Dave Brueck dave at pythonapocrypha.com
Tue Apr 8 19:38:03 EDT 2003


On Tue, 8 Apr 2003, Jon Brown wrote:

> Steven,
>
> Actually the program does exactly what you describe, except from the inside
> out because it starts in the middle, and it cuts out of the loop if the
> characters don't match.
>
> To look for pals it spins off big, big numbers of combinations, true enough.
> That's what behind the need for speed. Since Python is inherently on the
> pokey side, I expected the slowness but wonder if I'm missing a cool way to
> pick up the pace. But I suspect the solution will involve C++, and I've
> never linked C/C++ with Python.

I wouldn't jump to C/C++ yet - a good algorithm in a slow language often
beats a lesser algorithm in a fast language.

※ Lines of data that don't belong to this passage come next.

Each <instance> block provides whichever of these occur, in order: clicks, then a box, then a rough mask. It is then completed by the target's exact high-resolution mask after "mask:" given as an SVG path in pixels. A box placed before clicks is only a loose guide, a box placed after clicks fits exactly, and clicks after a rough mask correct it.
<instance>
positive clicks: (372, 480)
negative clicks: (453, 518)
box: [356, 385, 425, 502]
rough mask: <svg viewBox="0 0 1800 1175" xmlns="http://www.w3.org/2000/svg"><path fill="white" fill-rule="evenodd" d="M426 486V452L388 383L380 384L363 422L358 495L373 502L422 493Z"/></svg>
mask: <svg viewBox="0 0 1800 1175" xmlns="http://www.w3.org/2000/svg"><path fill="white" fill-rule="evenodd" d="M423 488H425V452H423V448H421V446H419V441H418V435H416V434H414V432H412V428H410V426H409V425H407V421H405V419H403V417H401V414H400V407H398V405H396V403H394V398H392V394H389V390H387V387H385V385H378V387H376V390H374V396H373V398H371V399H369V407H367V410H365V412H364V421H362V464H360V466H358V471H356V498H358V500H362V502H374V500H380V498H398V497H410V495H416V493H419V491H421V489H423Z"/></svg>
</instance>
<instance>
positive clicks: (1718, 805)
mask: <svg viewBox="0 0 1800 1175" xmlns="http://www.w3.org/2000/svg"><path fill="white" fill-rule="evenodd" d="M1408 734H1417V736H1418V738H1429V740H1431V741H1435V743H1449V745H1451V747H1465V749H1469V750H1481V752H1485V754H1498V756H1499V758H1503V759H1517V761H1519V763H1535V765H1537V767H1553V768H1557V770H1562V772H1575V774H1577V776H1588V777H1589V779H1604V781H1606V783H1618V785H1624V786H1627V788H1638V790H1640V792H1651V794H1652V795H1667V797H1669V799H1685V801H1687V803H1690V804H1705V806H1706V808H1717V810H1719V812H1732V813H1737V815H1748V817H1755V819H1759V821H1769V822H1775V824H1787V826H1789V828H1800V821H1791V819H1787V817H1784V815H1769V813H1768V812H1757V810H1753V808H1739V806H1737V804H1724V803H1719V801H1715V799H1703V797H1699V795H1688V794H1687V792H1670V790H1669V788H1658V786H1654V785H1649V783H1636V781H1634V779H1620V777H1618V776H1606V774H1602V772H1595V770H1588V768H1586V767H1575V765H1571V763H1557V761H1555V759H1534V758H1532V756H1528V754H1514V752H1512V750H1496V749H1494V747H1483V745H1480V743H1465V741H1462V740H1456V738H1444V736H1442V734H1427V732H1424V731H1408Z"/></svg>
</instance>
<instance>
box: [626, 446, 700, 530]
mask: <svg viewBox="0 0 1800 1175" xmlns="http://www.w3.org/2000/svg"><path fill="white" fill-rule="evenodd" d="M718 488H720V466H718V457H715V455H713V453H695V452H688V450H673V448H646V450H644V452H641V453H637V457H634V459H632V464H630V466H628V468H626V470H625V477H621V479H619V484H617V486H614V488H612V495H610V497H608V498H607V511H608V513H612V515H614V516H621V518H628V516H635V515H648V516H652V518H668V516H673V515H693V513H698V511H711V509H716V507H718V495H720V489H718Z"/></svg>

Reducing the number of
combinations is very important, as was already pointed out, but you should
also optimize your palindrome checker. For example, rather than testing
character by character you can test if a string is a palindrome by doing
something like (untested):

def IsPal(s):
  r = list(s)
  r.reverse()
  r = ''.join(r)
  c = len(s)/2
  return s[:c] == r[:c]

In Python 2.3 you could even do:

def IsPal(s):
  c = len(s)/2
  return s[:c] == s[::-1][:c]

Also, you should probably call lower() on your input and use strings'
translate method to elminate punctuation and whitespace because

"And E.T. saw waste DNA"

is typically considered a palindrome.